# Rhom And Elong Pics



## jmax611 (Aug 6, 2006)

Been a while since i posted some pics of my p's. I still have my Rhom and Elong. sorry about crappy quality just snapped some pics with my iphone.


----------



## jmax611 (Aug 6, 2006)

and i still have my g/f's poop machine


----------



## jmax611 (Aug 6, 2006)

heres a quick vid of my fishroom. i cant get it to embed for some reason


----------



## BuckeyeGuy777 (Oct 30, 2010)

here ya go...rhom looks awesome


----------



## jmax611 (Aug 6, 2006)

thanks for the embed	i used to know how to do it. lol i guess its been to long


----------



## MPG (Mar 14, 2010)

Man that chimple is ruining a flawless rhom.

RIP IT OFF! lol.


----------



## jmax611 (Aug 6, 2006)

it has gone down quite a bit since i put that 1590 gph pump in there lol


----------



## Inflade (Mar 24, 2006)

what size are your tanks?


----------



## Johnny_Zanni (Nov 8, 2009)

Looks to be a 180, 135 and a 100?


----------



## Inflade (Mar 24, 2006)

if thats the case, that is one spoiled ass goldfish and elong.


----------



## jmax611 (Aug 6, 2006)

Inflade said:


> what size are your tanks?


180 135 75


----------



## Johnny_Zanni (Nov 8, 2009)

"2 out of 3 ain't bad"


----------



## THE BLACK PIRANHA (Dec 8, 2003)

Nice fish John even though I was there when you took the pics.

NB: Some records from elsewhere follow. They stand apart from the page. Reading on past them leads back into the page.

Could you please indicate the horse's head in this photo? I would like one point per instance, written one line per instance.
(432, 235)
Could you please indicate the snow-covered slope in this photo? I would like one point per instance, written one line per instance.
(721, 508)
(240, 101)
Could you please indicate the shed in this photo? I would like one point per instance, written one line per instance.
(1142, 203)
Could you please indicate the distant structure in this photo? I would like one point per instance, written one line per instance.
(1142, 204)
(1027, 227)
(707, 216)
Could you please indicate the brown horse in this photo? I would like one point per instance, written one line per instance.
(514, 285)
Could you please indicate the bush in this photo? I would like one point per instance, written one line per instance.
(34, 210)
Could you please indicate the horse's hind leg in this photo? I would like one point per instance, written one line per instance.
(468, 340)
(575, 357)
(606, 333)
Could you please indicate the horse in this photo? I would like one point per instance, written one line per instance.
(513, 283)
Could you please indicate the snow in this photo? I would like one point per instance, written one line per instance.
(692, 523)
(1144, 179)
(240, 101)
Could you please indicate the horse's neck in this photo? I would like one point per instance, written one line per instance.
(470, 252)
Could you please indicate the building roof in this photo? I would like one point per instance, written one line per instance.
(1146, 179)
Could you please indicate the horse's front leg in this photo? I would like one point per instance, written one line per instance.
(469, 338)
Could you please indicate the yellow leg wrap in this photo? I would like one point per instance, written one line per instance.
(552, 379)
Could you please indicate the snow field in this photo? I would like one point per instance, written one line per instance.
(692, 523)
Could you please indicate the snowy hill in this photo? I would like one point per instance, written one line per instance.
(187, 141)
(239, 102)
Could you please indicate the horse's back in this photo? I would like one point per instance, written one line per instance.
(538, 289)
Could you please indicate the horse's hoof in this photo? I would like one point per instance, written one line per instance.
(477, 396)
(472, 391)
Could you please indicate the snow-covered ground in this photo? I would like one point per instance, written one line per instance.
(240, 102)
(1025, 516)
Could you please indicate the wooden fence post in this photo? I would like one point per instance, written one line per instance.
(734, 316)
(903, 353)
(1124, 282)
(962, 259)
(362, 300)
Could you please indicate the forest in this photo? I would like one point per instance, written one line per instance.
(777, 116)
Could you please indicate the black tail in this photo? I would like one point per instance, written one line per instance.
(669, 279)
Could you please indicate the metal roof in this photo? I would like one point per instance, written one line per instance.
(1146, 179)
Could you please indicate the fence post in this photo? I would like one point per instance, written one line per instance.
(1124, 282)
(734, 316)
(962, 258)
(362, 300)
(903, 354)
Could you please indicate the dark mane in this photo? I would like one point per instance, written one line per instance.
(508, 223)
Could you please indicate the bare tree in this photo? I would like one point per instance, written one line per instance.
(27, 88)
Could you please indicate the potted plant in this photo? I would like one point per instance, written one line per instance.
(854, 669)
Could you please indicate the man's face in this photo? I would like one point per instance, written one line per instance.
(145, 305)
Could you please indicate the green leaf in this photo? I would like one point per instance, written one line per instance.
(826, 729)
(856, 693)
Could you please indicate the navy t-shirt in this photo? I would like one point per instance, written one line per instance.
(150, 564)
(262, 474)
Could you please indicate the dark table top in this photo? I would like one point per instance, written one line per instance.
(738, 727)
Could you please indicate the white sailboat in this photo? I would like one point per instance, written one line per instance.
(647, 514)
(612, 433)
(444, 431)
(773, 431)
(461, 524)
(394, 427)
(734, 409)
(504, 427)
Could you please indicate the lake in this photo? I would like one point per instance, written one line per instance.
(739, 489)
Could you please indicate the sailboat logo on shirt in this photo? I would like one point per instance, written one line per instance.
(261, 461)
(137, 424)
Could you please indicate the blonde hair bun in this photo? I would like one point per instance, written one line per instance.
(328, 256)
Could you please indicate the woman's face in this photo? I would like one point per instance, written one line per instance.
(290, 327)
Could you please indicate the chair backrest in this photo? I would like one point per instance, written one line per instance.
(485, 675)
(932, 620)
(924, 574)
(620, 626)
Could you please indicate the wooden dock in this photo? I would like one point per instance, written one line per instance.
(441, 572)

I gave his GF that feeder about 3 or 4 years ago.


----------



## BuckeyeGuy777 (Oct 30, 2010)

thats a feeder gold wow


----------



## His Majesty (Apr 5, 2005)

nice piranha's but im more impressed by the goldfish lol


----------



## jmax611 (Aug 6, 2006)

His Majesty said:


> nice piranha's but im more impressed by the goldfish lol


The gold fish is as big as the rhom. Lol


----------



## FEEFA (Nov 19, 2007)

That elong looks likes its pushing 8inches


----------



## Smoke (Sep 8, 2010)

Nice fish! Goldfish looks aggressive


----------



## rhom15 (Dec 20, 2009)

nice fish love those rhoms that have that flat gray color


----------